Il était une fois, un jeune homme de la cité, amoureux fou, qui se rendit chez sa fiancée, de la campagne, amoureuse, itou. L'éloignement entre les deux cœurs faisait que le duo « tourtereaux » ne se voyait que trop peu à leur goût.

C'était l'hiver, la glace et le givre décoraient la nature de leur voile blanc, image poétique complétée par la chaude ambiance qui régnait dans la chaumière de la fiancée où les feux de l'amour réchauffaient les corps d'une jeunesse qui se suffisait de l'essentiel pour assurer le quotidien.

Notre galant de la ville passa plusieurs jours auprès de sa promise, occupant son temps à câliner, à promettre..Rien que du bonheur...

Le premier soir, dans la chambre des fiancés, il y régnait une température de nature à rapprocher les corps dans une couche plutôt frisquette, en particulier pour le gentil citadin qui n'était pas habitué à tant de précarité. Il fut décidé, par la future belle maman, sur les sollicitations expresses du couple grelottant, de mettre le fer au lit pour rendre plus douillet et chaleureux cet espace de vie entre matelas et édredon.

Un fer à repasser, chauffé électriquement, fit l'affaire. Il fut enveloppé dans un linge protecteur de façon à ne pas surprendre les fragiles orteils du prétendant qui découvrait une autre façon de vivre, loin du grand confort surfait et générateur, à terme, de mal être.

Soudain, un grand cri retentit, résonnant contre les murs de la chambre, alors que la chaleur corporelle commençait à agrémenter cette plénitude désirée par deux cœurs enivrés de plaisirs et au zénith d'une volupté amoureusement conquise.

Ce qui devait arriver, arriva.

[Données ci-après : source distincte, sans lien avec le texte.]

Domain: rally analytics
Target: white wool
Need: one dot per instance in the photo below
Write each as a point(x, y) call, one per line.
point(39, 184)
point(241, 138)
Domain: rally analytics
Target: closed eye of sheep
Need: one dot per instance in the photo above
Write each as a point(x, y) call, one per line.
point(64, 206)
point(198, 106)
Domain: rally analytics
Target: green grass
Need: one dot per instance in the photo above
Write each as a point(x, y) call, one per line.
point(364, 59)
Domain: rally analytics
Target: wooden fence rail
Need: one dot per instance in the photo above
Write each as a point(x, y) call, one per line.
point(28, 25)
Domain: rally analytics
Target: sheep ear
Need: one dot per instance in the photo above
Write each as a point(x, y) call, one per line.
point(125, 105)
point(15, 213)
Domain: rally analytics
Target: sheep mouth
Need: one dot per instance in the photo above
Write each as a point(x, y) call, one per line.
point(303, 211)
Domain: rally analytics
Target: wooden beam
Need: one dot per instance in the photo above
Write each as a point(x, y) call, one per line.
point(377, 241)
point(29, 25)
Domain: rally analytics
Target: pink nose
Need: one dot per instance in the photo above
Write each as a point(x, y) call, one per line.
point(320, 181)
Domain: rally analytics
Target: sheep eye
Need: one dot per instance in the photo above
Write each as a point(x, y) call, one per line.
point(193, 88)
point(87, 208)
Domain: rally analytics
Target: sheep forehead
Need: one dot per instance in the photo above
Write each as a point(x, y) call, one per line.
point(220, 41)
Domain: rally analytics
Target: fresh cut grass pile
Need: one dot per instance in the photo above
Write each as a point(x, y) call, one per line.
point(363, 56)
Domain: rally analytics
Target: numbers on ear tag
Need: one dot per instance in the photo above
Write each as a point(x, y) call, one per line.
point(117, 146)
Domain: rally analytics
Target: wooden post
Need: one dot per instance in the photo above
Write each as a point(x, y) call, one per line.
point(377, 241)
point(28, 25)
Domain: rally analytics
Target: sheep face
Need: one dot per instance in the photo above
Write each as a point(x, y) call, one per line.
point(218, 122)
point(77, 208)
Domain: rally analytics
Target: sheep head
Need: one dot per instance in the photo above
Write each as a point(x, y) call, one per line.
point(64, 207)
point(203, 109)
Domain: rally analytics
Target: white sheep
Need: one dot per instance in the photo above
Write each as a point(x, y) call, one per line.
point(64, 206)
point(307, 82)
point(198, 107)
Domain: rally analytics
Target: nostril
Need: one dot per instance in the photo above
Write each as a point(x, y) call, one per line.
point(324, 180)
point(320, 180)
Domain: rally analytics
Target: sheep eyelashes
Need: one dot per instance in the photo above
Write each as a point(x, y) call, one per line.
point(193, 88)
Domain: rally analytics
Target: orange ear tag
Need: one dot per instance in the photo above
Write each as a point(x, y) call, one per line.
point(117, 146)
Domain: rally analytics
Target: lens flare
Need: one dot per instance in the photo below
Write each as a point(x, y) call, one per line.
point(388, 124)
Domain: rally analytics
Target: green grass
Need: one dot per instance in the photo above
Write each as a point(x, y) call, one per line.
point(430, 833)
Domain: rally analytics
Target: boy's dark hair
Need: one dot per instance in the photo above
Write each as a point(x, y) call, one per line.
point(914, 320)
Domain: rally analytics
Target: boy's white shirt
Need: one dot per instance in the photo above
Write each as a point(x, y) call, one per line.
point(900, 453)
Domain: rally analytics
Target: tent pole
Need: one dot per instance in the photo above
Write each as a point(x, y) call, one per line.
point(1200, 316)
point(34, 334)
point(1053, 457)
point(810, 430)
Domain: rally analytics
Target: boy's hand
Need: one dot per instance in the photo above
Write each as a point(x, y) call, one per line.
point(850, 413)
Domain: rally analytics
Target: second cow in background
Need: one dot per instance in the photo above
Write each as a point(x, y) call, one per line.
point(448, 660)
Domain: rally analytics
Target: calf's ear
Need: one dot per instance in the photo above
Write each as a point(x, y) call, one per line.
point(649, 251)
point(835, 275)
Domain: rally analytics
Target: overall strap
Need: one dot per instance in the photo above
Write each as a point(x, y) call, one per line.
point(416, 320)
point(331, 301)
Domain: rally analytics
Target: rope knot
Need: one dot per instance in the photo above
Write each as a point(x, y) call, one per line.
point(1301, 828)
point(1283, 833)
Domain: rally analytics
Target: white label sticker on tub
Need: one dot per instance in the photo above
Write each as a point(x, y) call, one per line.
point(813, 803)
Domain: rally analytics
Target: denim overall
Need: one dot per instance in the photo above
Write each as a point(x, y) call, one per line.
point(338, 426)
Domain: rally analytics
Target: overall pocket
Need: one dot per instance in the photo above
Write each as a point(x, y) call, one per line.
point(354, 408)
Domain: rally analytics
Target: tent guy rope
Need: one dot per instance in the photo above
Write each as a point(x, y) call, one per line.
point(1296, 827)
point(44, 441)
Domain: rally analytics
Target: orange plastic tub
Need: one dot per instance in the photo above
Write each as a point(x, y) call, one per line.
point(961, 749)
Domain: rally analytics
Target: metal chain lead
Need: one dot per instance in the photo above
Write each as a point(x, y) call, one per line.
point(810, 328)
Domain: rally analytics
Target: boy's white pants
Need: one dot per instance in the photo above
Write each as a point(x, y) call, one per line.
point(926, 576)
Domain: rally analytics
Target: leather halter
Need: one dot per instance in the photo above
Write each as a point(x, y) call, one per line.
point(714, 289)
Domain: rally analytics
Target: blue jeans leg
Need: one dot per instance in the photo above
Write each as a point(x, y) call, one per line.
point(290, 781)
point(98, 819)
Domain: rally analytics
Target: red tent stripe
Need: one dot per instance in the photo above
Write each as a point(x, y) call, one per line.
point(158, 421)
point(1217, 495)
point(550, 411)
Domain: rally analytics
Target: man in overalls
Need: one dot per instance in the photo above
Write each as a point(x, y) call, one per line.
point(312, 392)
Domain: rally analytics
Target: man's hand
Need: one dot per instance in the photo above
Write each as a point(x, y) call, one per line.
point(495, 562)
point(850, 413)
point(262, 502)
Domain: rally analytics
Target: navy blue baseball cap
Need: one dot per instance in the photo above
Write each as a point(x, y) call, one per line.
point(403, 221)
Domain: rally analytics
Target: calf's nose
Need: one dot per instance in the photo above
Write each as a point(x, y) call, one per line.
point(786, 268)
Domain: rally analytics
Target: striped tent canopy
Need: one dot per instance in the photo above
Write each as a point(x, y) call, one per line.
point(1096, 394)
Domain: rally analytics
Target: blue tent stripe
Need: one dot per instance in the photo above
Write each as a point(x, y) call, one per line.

Les petons du mâle heureux venaient de caresser, par inadvertance, la plante du fer à repasser, encore brûlante et mise à nue par les mouvements pédestres et désordonnés des acteurs de la nuit. La belle maman, qui ne dormait que d'un œil, demanda ce qui se passait pour s'émouvoir de la sorte.

Sa petite fille, également surprise par cet élan verbal qui n'avait rien de sensuel, répondit : « Ce n'est rien maman, c'est David qui ne veut pas le fer au lit, ne t'inquiète pas ! »

Et la maman, rassurée, de répondre : « Eh bien, si David, ne veut pas le fer au lit, qu'il le fasse sur la descente de lit ! ».

 L'histoire ne dit pas ce que fut la suite. En tout cas, merci d'avoir lu cette bafouille jusqu'au bout, car elle n'est que le produit de mon imagination.